Posted on Tuesday, 18 February, 2020 | Comment icon 6 comments

The individual was 'middle- to older-aged' when they died. Image Credit: CC BY 2.0 Paul Hudson / Flickr
Palaeontologists have revealed the discovery of one of the most significant Neanderthal skeletons in a decade.
Found within Iraq's Shanidar Cave, the remains have been described as 'articulated', meaning that the bones are still arranged in their original positions rather than being scattered all around.

Shanidar has long been an important site for Neanderthal discoveries with the partial remains of ten individuals being unearthed there during the 1950s and 1960s.

At the time, the positions of the bodies, coupled with the discovery of pollen clumps, led experts to conclude that the Neanderthals may have buried their dead with flowers.
The new skeleton - which dates back 70,000 years - is no less significant.

"So much research on how Neanderthals treated their dead has to involve returning to finds from 60 or even a hundred years ago, when archaeological techniques were more limited, and that only ever gets you so far," said Dr Emma Pomeroy from the University of Cambridge.

"To have primary evidence of such quality from this famous Neanderthal site will allow us to use modern technologies to explore everything from ancient DNA to long-held questions about Neanderthal ways of death, and whether they were similar to our own."

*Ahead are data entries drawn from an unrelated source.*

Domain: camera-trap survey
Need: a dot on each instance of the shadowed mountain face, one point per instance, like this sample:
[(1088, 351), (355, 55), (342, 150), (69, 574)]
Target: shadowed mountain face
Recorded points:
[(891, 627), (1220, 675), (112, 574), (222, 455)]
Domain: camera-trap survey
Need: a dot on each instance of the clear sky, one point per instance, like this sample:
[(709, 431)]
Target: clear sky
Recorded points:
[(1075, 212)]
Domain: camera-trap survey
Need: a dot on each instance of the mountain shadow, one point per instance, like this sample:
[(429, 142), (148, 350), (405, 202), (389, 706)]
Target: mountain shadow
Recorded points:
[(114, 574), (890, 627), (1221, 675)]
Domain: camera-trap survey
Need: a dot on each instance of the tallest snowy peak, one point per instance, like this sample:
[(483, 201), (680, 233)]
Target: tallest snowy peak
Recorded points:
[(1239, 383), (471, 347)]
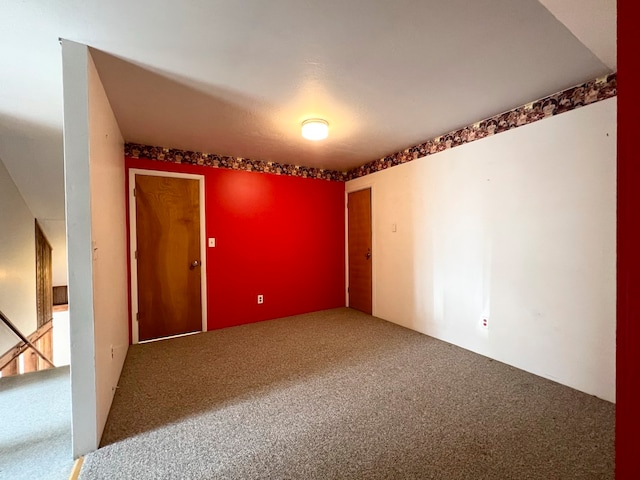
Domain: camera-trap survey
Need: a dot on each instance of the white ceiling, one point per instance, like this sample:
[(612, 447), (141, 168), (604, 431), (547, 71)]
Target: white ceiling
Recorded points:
[(237, 77)]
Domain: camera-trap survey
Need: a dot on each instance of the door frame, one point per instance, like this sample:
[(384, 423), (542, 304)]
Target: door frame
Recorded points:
[(351, 189), (132, 248)]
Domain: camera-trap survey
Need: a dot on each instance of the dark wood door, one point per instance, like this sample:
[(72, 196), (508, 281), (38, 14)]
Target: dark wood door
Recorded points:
[(360, 273), (168, 256), (44, 279)]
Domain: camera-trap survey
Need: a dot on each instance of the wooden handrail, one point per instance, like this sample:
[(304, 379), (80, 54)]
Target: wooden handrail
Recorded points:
[(27, 343)]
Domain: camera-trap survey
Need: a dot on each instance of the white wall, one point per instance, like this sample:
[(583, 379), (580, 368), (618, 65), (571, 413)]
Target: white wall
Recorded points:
[(108, 230), (80, 266), (17, 262), (518, 227), (96, 246)]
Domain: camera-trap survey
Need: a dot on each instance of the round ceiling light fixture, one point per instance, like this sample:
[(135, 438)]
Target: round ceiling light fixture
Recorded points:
[(315, 129)]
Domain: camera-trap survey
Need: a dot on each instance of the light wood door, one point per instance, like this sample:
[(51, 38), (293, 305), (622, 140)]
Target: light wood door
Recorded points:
[(168, 256), (44, 279), (359, 231)]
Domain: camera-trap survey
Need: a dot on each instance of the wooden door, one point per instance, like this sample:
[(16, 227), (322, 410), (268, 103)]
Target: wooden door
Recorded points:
[(359, 231), (44, 279), (168, 256)]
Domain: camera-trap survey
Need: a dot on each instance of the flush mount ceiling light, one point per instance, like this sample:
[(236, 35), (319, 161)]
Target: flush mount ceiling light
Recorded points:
[(315, 129)]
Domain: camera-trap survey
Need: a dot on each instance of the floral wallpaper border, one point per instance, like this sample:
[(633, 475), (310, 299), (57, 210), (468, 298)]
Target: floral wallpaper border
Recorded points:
[(596, 90), (174, 155)]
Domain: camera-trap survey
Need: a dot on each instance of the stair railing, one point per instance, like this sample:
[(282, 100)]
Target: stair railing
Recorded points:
[(19, 334)]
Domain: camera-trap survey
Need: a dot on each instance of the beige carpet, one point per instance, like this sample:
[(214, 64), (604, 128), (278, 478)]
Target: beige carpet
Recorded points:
[(342, 395)]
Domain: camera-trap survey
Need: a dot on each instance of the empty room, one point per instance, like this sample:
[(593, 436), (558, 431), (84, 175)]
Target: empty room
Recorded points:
[(336, 239)]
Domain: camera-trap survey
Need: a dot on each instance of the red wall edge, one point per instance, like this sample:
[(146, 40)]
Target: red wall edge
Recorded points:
[(628, 248), (278, 236)]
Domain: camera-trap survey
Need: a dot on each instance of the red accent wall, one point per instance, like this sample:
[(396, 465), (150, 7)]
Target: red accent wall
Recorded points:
[(628, 265), (278, 236)]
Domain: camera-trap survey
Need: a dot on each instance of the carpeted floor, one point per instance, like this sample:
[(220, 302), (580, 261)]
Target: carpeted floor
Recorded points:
[(342, 395), (35, 426)]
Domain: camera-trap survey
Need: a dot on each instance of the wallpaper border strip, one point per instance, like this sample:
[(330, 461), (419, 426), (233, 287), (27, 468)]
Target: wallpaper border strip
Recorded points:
[(174, 155), (587, 93)]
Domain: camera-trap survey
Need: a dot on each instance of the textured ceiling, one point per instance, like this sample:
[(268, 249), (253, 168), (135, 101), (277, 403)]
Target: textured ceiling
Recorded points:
[(238, 77)]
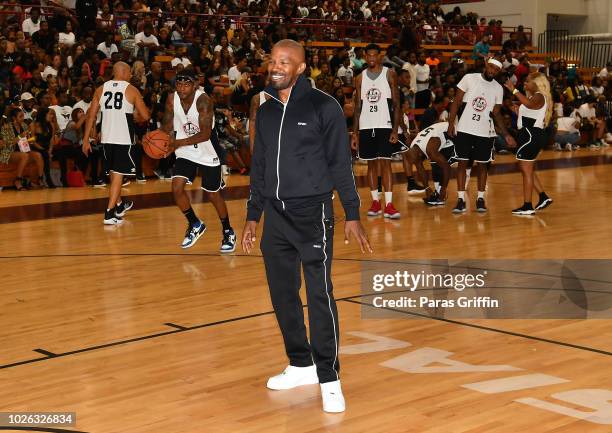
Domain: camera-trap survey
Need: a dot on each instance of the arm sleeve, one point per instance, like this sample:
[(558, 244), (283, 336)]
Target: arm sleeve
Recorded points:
[(338, 155), (256, 201)]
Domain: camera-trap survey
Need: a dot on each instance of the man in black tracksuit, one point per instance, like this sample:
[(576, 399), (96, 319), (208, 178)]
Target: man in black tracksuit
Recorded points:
[(301, 154)]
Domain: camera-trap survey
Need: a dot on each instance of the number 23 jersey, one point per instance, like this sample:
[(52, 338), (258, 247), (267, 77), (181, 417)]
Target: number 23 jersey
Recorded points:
[(117, 114), (480, 98)]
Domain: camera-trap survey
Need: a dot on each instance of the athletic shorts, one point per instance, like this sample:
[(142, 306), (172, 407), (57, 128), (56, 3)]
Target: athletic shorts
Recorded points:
[(473, 147), (121, 158), (530, 142), (375, 144), (212, 180)]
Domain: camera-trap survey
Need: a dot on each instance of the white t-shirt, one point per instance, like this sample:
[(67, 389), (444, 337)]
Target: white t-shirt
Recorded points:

Source: BBC News | Comments (6)

Tags: Neanderthal

Recent comments on this story
Comment icon #1 Posted by third_eye on 18 February, 2020, 13:01
I bet they, the Neanderthals, could sing and dance a lot too...  ~
Comment icon #2 Posted by Myles on 19 February, 2020, 5:34
While primitive, they were not without feelings of their departed. 
Comment icon #3 Posted by Nnicolette on 19 February, 2020, 8:48
Wow that is one longstanding tradition! I wonder what the oldest is.
Comment icon #4 Posted by Dude Ease on 19 February, 2020, 20:50
Probably used flowers to hide the smell
Comment icon #5 Posted by Jon the frog on 22 February, 2020, 3:33
Modern human and Neanderthals were probably both primitive 70000 ago... Neanderthal just didn't have the chance to survive elsewhere than in our genome.
Comment icon #6 Posted by Manwon Lender on 22 February, 2020, 4:18
It amazing when you think about it that Neanderthals walked the earth from around 400,000 years ago up until around 40,000 years ago and during all that time changed very little.. These people walked and lived in the same locations that our direct ancestors Homo Erectus and Homo Sapiens did. While little is know about the interactions of Neanderthal, Homo Erectus, and Homo Sapiens one thing is certain they did interbreed and proof of this still exists today in the DNA of modern Humans of European and Euroasian origin.  In addition due to new discoveries it is being presented that it was Neande... [More]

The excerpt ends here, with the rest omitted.